# Lab2: Parallelism Generation in Multithreading

The objective of this lab is to better understand parallelism generation in OpenMP. Parallelism generation is the ability to create workers. Some of these concepts were briefly introduced in [lab1](../Lab1/lab1.ipynb). In this lab we will describe them more in depth

## Table of content:

1. Parallel regions
    1. OMP_NUM_THREADS environment variable
    2. OMP_THREAD_LIMIT environment variable
    3. omp_set_num_threads() API call
    4. mixed number of threads
    5. if() clause
    6. Dynamic parallelism
    7. Programs Relying on the number of threads
2. Teams regions
    3. thread_limit() clause
3. Parallel and teams
4. Nested parallelism

## Parallel regions
Since its origin, OpenMP has focus on parallel regions. Parallel regions are created with the `#pragma omp parallel` directive, and its purpose is to generate a collection of software threads, each entering the same region of code.

The `parallel` construct generates a `team of threads` containing one or more threads. There are different factors that influence how many threads are created and the user have some control over these. One factor that we cannot control as users is the system limitation. OpenMP is portable across systems, however, each system may impose limitations on how many threads can be generated. For example, an embedded system with a light weight operating system may not allow thread oversubscription (see lab 1 for details on this), a batch scheduler may restrict the number of threads in an application, or an OpenMP compiler implementation may decide to limit the number of threads it can handle to a maximum number.

There are two rules of thumb:
1. Number of threads used by the application is not guaranteed to be equal to the number of threads requested. The actual number of threads may be less or implementation defined. It is not a good idea for applications to rely on the number of threads as this will limit portability (Use discretion here, as there are good reasons to break this rule.)
2. System oversubscription is not recommended, when all the threads will be constantly busy, as this has demonstrated to reduce application performance. Still, some applications use thread oversubscription to have some threads that do little work. 

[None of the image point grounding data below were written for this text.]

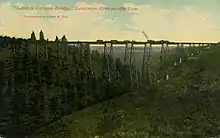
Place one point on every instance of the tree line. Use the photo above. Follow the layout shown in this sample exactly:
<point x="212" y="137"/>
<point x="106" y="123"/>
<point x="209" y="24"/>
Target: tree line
<point x="44" y="82"/>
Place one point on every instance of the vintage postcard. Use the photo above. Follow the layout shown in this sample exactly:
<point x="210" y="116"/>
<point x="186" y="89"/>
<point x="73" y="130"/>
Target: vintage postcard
<point x="109" y="68"/>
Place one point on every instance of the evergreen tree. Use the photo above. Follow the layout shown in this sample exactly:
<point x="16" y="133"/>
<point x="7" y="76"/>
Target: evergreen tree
<point x="41" y="36"/>
<point x="33" y="37"/>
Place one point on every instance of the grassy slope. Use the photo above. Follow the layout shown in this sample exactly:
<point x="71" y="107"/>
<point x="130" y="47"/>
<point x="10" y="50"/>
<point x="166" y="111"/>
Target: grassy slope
<point x="171" y="110"/>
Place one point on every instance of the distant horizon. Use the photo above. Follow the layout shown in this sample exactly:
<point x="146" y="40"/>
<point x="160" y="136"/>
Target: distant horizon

Elements that affect the number of threads:
* The `OMP_NUM_THREADS` environment variable
* The `omp_set_num_threads()` API call
* The `num_threads()` clause of the `parallel` construct
* The `if()` clause of the `parallel` construct
* The `OMP_DYNAMIC` environment variable
* The `omp_set_dynamic()` API call
* The `thread_limit()` clause in the `teams` directive
* The `OMP_THREAD_LIMIT` and `OMP_TEAMS_THREAD_LIMIT` environment variable
* The `OMP_NESTED` and `OMP_MAX_ACTIVE_LEVELS` environment variables

In this section we will try to cover most of these. For the following example, we assume that we are running on a system that supports more threads.

### OMP_NUM_THREADS environment variable
Sets the default value to be use by `parallel` regions inside the OpenMP code.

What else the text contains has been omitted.